My family tells me it’s beautiful. My friends tell me their jealous of them. But I know it’s true.
They fall out all the time, irritating my eye at the worst moments. Big presentation to give to the class? Eyelash is there to save the day. Or, rather, ruin my grade.
“You have a lovely speaking voice.” There’s Mrs. Rockley, with her extra twenty pounds of make-up. “But you really shouldn’t rub your eyes while you’re presenting.”
“I had an eyelash, ma’am.”
“Yes. Well, you got a B+. Once you beat that bad habit, your grade will definitely improve.”
So now my eyelashes were interfering with my grade. Maybe I should just pluck them all out. That would be easiest, wouldn’t it?
“DON’T EVEN THINK ABOUT IT!” Christy won’t even let me jokingly refer to the idea. As my best friend, she claims to have my best interests at heart.

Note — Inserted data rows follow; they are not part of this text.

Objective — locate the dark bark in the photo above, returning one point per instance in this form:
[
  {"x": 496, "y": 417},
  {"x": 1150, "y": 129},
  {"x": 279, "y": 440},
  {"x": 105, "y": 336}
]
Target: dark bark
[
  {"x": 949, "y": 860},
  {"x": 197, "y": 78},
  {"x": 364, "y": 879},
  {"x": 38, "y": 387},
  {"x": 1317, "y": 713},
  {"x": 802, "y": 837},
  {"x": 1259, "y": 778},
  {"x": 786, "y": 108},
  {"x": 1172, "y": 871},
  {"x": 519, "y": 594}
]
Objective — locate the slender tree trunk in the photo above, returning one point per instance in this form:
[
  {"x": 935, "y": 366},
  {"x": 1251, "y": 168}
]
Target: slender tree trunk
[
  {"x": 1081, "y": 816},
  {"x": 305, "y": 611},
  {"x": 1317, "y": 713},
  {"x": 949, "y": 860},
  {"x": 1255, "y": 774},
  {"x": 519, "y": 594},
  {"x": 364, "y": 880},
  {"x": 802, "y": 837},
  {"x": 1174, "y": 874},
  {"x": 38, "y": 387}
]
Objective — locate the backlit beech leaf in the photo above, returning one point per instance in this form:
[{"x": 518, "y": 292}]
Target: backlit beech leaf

But I’m not so sure. She would feel the same way if she had eyelashes that were constantly falling out and jabbing her eye out.
I see Brian in the hall at school. “Hey,” he tells me.
“Hi,” I reply, shifting my books nervously.
“So… I was just wondering. Do you want to see a movie some time?”
YES! I want to scream the answer at him. OF COURSE! DUH! I HAVE A HUGE CRUSH ON YOU! I’m about to reply something like, “I’d love to. What time?”, when my buddy Eyelash decides to attack my iris.
“Are you okay?” he questions when I fail to answer.
Of course, I’m too busy rubbing my eye to reply. Ow. Ow. Ow.
“Uh… are you tired?”
How much more of a geek can I become? “Oh, sorry. I have an eyelash in my eye.”
“Well, you have so many of them; I can see how they would fall out.”
“Yeah.” I rub my eye a little more, then realize he noticed I have a lot of eyelashes. Which means he must have been staring at me… probably when we were paired up as partners in chemistry lab? Which means… Jeez, he thinks I’m pretty? Maybe?
“So… about the movies…” I feel bad about making him stand there all awkwardly. “I’d love to go. What time?”
“Um, the movie starts at five… so four? So we can grab something to eat?”
“Sounds good to me.” Ow. Stupid eyelash. I’m such a geek, standing here rubbing my eye. “See you at four.”
“Okay. Awesome.” He turns halfway, as if he’s about to leave—then turns back. “Annd for the record, I think your eyes—and eyelashes—are really pretty.” Then he’s gone.
And suddenly my eye doesn’t seem to bother me as much.